By Gigi Ekstrom
Several members of the Lakehill community recently made the decision to donate a part of themselves to those in need: their hair.
Hair donations make a huge difference for women and children with cancer, medical conditions, or trauma resulting in hair loss. Natural hair donations allow for a broader range of real hair colors and textures, and real hair wigs are much more life-like.
There are several organizations that turn long locks into free or low-cost wigs for people with cancer. The donated ponytails are utilized to provide high quality hair prosthetics, which help return a sense of self, confidence, and normalcy to those suffering from hair loss.
Lakehill art teacher Sacha Troxler (pictured on the left) says she has wanted to donate her hair for more than a decade. “I always lost my patience trying to let it grow those last few inches that are required when donating,” she said. Most organizations require a minimum of 8” of hair to donate. “I finally made it!” After learning about Children with Hair Loss from the Patels, she also selected them because they provide wigs to financially disadvantaged children free of charge.
“I am thrilled to have a new summer hairdo while being able to help others. I hope to be able to do it again in another three or four years.”
Lakehill fourth grader Mary Greenwood recently cut 12 inches off of her hair to donate to Locks of Love. Greenwood said she first considered donating after watching her grandmother lose her hair while battling cancer. “After my grandmother died, I really thought about it and decided I wanted to help children who were going through the same thing,” she explained. Greenwood says she wants to donate again when she is able. “It took me about eight years to get my hair long enough to donate, so I guess I will have to wait another eight years!”
Lakehill Preparatory School fifth grader Maya Patel decided when she was five years old that she wanted to cut her long hair and told her mother she wanted to donate it to charity. While there are several reputable organizations to donate to, Maya selected Children with Hair Loss, because it goes specifically to children. “It must be so hard to be going through cancer and lose your hair,” Patel said.

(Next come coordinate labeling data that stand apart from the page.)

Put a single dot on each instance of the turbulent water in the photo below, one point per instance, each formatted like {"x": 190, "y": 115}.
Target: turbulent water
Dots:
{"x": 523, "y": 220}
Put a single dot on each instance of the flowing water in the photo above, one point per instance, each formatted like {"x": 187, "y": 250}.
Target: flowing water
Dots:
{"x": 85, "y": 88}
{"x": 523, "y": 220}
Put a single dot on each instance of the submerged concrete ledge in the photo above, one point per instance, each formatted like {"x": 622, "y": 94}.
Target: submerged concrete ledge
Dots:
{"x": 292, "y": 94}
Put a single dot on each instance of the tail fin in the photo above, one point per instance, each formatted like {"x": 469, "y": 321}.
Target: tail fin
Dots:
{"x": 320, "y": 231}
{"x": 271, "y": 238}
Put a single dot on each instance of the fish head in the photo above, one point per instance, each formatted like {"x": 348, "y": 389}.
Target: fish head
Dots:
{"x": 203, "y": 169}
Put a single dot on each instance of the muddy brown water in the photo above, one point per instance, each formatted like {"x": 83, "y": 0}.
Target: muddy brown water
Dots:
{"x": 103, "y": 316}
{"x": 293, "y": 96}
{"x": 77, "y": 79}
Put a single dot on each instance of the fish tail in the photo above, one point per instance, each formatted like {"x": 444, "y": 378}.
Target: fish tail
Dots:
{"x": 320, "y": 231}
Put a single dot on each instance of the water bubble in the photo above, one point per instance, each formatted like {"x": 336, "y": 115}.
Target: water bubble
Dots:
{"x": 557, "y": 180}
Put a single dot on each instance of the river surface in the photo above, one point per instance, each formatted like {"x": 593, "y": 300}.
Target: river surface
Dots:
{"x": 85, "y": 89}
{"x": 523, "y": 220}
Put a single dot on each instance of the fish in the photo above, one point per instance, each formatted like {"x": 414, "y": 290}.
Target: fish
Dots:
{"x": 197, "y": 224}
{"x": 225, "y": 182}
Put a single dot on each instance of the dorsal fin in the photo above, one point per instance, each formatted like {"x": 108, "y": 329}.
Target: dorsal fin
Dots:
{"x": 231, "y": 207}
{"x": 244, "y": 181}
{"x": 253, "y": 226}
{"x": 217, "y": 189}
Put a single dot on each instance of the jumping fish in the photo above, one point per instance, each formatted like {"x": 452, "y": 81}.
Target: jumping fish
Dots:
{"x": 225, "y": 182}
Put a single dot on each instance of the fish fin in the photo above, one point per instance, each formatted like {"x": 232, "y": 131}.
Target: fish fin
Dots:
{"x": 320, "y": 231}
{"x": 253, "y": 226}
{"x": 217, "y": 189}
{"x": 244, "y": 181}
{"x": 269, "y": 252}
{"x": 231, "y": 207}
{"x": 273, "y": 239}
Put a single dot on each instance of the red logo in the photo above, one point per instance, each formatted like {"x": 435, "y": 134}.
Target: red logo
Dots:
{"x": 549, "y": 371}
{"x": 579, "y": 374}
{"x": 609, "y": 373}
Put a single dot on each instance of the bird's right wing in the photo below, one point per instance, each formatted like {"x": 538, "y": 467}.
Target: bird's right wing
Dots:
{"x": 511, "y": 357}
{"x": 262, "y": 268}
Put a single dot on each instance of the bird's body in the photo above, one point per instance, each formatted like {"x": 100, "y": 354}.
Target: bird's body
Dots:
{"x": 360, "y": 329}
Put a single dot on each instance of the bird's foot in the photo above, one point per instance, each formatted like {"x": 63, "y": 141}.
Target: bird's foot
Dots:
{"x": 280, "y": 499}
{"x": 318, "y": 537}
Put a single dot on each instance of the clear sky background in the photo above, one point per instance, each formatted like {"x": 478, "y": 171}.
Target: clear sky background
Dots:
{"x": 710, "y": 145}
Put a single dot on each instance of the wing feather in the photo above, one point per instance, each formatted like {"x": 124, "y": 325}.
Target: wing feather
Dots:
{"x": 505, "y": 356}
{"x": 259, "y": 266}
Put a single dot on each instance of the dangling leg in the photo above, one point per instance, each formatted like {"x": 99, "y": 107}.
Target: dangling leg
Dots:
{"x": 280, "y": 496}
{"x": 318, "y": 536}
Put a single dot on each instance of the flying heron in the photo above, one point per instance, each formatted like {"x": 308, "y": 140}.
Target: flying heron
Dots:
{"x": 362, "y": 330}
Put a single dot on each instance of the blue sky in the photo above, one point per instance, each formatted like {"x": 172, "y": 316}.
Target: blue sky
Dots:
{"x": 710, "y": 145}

Maya (pictured at right) has been cutting and donating her hair every year since then. She gets her hair cut before school starts and then lets it grow out through the year, typically donating 12 to 18 inches of hair. Maya’s hair is so thick that they should be able to make three wigs from it. Maya added, “It really helps kids get through a tough time. I know it would mean a lot to me if I were going through that.”
Maya’s mother, Sejal, began donating her own hair when she was in high school. She is proud of her daughter’s decision. “To a person who is going through so much in life, it is powerful to be able to bring some happiness and normalcy through the small act of donating hair,” she said. “I hope my child is learning to give back to the world in whatever little way she can.”